The pineapple fields were an ideal place to learn how to drive. Get in a beginner; go out, dust in your wake, a professional driver with pride and a student license. I acquired a non-professional driver’s license summer of the same year. By then, the jeepey was already sold for half its price to a finance cooperative firm in Gensan and replaced with a black Nissan pickup which seemed to have been passed down one too many times. It looked banged up and old but he insisted that it was still in running condition.
Mother woke me up at 4:30 AM one morning to fetch my father from Dole’s machine shop, a warehouse in the middle of the fields a kilometer and a half from the highway. If I wasn’t around, father would have to walk the distance to hail a tricycle home. I rose, drank the coffee on the table, got the keys to the pick-up and went on my way. I arrived and received a text from my father that he won’t be coming out until 6:00.
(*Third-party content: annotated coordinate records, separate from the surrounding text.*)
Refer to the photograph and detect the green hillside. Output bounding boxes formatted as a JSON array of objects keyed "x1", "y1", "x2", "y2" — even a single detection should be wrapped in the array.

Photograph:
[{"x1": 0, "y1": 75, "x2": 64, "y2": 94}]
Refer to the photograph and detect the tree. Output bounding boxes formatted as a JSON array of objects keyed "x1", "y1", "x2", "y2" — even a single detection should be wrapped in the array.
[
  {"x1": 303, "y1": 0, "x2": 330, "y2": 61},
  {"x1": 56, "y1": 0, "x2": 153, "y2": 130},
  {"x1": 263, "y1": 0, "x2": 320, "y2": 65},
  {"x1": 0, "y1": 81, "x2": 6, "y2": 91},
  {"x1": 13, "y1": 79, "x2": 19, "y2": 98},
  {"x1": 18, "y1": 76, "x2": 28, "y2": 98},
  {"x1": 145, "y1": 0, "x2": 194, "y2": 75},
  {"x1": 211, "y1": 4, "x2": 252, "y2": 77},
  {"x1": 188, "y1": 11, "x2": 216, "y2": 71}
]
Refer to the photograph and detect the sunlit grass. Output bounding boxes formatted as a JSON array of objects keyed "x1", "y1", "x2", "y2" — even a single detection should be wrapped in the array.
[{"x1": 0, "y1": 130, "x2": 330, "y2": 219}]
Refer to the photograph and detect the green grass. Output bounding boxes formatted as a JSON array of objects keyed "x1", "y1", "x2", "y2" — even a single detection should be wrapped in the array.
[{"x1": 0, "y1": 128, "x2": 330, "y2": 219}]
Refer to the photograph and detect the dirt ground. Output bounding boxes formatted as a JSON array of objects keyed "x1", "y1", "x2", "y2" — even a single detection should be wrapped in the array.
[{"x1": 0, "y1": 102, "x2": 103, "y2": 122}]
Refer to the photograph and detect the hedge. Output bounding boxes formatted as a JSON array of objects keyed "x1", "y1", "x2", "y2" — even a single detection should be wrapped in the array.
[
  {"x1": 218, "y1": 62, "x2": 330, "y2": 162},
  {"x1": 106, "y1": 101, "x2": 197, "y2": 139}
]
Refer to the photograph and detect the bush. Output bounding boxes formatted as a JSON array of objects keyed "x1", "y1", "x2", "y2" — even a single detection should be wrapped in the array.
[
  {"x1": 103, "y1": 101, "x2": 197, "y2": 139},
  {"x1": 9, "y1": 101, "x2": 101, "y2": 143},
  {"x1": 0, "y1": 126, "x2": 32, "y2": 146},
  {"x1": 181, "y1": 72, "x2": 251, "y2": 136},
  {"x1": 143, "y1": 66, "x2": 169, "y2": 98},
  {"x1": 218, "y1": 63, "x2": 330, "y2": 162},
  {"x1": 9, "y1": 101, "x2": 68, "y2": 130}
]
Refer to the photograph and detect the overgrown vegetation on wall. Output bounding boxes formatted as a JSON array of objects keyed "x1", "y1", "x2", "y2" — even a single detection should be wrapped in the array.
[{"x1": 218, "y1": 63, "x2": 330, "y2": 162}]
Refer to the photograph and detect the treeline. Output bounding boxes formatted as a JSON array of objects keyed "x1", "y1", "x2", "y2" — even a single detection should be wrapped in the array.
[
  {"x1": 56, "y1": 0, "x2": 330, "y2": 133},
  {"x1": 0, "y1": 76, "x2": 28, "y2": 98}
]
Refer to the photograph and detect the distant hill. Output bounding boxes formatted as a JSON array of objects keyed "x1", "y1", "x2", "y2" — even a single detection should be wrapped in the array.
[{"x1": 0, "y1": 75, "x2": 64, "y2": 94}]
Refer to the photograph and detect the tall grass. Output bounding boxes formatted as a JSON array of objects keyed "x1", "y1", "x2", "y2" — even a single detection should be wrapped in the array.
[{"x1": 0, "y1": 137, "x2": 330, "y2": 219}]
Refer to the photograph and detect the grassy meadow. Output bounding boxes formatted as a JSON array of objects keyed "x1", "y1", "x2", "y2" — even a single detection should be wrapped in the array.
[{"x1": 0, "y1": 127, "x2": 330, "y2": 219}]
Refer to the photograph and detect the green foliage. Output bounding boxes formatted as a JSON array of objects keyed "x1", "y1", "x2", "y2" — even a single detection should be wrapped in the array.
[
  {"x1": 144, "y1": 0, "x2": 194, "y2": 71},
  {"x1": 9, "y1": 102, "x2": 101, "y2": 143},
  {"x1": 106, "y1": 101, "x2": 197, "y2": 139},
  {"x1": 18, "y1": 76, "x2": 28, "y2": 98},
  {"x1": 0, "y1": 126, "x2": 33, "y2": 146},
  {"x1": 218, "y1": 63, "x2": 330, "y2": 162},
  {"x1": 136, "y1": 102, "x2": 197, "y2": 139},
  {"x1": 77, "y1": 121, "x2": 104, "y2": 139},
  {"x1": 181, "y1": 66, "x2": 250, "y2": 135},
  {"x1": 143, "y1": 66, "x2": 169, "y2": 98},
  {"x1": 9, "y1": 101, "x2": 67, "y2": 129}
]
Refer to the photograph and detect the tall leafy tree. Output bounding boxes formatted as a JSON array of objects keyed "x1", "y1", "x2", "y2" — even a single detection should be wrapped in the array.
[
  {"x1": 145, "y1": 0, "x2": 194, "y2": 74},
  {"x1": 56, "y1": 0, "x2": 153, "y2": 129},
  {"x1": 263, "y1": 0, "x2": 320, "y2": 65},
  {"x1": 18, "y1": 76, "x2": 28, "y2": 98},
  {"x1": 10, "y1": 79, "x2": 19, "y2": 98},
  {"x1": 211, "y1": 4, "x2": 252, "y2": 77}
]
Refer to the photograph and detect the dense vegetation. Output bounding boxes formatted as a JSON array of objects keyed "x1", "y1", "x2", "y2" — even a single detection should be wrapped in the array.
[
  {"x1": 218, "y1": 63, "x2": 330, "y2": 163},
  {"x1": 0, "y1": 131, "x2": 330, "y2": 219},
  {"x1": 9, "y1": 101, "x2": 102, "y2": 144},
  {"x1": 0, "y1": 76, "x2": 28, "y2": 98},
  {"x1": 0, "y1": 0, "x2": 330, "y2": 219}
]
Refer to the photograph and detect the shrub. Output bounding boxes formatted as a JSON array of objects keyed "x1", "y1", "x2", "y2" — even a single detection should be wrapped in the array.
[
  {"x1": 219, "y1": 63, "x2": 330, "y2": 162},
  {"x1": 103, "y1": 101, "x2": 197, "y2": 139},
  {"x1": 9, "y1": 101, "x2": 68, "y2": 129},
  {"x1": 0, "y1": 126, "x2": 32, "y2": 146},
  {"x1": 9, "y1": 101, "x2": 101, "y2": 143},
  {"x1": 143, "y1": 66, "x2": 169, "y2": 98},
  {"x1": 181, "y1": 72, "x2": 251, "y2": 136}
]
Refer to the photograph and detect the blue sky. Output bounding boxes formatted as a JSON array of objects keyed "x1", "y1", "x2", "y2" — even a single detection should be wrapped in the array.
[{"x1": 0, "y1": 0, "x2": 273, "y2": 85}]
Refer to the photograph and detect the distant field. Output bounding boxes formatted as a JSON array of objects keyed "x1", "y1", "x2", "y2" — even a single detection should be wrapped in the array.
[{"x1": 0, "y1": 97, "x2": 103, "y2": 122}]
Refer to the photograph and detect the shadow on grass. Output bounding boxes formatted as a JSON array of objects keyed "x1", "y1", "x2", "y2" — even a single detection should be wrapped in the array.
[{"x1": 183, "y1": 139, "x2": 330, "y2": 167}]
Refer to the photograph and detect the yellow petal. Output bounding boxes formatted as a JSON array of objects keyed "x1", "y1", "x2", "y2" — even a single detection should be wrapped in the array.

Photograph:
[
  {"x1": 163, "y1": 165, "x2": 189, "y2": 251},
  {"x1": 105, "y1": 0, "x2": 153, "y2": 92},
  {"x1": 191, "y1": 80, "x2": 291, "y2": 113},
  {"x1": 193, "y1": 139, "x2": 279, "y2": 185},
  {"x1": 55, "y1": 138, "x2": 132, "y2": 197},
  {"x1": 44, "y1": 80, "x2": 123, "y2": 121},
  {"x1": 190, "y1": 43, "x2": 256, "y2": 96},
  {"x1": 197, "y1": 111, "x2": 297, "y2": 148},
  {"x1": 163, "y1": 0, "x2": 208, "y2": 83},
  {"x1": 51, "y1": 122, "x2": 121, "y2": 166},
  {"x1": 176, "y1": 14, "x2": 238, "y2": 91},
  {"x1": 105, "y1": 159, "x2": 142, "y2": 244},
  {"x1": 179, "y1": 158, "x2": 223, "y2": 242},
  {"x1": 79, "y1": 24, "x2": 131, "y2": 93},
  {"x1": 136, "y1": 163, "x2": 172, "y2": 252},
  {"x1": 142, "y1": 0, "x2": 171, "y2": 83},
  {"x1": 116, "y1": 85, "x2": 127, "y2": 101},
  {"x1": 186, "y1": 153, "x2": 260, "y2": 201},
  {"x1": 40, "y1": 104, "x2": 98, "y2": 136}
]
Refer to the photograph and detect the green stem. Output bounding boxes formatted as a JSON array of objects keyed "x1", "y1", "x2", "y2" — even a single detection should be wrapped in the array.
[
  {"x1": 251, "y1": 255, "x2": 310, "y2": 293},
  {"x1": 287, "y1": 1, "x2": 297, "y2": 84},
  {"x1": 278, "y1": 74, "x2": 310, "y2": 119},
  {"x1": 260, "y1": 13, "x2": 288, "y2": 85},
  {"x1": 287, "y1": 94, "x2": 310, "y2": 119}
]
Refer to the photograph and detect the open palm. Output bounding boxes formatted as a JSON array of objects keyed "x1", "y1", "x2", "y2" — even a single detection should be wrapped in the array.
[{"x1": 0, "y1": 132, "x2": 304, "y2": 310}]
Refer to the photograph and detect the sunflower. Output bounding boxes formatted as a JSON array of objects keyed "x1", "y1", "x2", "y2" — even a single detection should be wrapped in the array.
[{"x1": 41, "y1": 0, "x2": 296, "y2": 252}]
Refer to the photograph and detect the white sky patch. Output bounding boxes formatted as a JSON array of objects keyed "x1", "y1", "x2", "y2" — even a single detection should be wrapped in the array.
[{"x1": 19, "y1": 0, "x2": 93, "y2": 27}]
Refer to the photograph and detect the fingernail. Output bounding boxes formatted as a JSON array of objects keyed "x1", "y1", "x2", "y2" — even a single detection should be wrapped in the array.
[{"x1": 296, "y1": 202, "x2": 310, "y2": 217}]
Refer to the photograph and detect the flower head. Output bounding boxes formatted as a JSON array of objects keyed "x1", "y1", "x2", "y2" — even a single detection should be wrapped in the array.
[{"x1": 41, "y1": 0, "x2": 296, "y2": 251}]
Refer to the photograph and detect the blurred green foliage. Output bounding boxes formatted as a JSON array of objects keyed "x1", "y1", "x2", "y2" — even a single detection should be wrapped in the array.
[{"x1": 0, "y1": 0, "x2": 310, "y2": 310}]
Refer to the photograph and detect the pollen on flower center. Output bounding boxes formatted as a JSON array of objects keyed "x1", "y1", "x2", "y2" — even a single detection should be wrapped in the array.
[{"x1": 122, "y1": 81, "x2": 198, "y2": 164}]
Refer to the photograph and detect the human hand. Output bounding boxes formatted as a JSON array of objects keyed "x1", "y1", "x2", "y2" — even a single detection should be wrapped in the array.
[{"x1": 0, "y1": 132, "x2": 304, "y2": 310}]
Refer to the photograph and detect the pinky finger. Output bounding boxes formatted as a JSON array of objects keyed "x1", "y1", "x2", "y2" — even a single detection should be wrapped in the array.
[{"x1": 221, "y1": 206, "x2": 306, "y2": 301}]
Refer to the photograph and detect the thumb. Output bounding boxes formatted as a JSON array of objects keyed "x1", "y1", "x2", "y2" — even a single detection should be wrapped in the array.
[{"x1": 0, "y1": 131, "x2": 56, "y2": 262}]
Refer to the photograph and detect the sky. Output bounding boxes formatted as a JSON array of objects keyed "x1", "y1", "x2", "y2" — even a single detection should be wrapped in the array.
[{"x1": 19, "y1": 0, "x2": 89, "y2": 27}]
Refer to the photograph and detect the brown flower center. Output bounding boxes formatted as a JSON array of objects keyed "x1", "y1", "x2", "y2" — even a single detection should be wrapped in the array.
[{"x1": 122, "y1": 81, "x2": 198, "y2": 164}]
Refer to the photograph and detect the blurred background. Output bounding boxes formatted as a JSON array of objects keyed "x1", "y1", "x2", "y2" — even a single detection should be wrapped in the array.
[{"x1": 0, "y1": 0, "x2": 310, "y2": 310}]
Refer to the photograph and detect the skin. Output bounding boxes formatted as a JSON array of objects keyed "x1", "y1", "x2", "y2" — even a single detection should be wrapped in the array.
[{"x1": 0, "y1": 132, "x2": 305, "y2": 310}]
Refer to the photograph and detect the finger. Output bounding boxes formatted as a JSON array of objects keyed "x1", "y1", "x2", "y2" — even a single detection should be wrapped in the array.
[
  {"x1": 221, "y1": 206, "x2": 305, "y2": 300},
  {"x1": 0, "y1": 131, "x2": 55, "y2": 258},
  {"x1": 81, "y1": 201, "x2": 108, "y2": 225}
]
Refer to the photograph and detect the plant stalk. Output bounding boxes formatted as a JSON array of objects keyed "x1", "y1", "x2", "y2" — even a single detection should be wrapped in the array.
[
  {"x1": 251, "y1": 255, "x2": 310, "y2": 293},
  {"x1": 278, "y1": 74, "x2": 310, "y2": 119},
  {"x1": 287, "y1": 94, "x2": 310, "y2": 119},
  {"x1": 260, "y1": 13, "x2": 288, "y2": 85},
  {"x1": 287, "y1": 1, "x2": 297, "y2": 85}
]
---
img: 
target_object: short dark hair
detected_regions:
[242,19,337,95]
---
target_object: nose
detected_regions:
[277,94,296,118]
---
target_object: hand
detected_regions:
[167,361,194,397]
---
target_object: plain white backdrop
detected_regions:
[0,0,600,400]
I sat in silence thinking what to do. I couldn’t go back to sleep because of the coffee. Outside, Mt. Matutum slowly livened up. The windshield enclosed a view of the sunrise. The sun pulled up from a horizon of thorns, the moist in the leaves evaporated along with it, cooling up the wind, moderating the warmth of the slow light. I felt the exquisiteness of the cold climate of Polomolok, a gentle dance of warmth and cold. The morning crept with small movements from the ground up, a faint bustling of critters shook the grasses minutely, the flowers opened their petals awakened by the cozy air, the moisture on stems formed dews at the tip of the leaves. The pineapple fields were coming to life.
I fell into a trance but aware where I was: the driver seat. Everything resonated with the humming of time, a slow constant upward movement. Evaporating, earth offered its soul to the skies. There was nothing to worry about. It was a perfect state. I wasn’t happy, but wasn’t sad either. I was nothing.
Only the sun mattered, burning yet bearable in the coldness of morning, half sunk in the thorns and shadow of trees and hills. A gentle yellow fireball on powder blue rose from a greening landscape. A silhouette of a flock of birds blotted the stillness. The clouds brightened up and the humming of crickets soon faded. The day was absolute; night has already passed. This moment was the fixed point of the compass, my home.
I drove home pleasantly confused. How could something be very beautiful and profound, unnoticed and not written about? If only my father wrote he might have written about it. I looked forward to the same sunrise. Mother no longer needed to wake me up; I volunteered to fetch my father daily after then. But he would go out earlier more often and I only saw the sight four or five times.
The next sunrise I saw was from a seat in a bus to Davao when I travelled at dawn to enroll for the first semester. The bus was along Baluyan, the winding road carved out of the side of a mountain overlooking the plains and bays of Sarangani. In the midst of shared air conditioning system and the synchronized faint snoring and breathing of other passengers, I watched the sun rise from the sea where its straight luminous reflection looked like a bronze pathway on the water towards nothingness.
Darylle Rubino is currently teaching at the University of the Philippines Mindanao.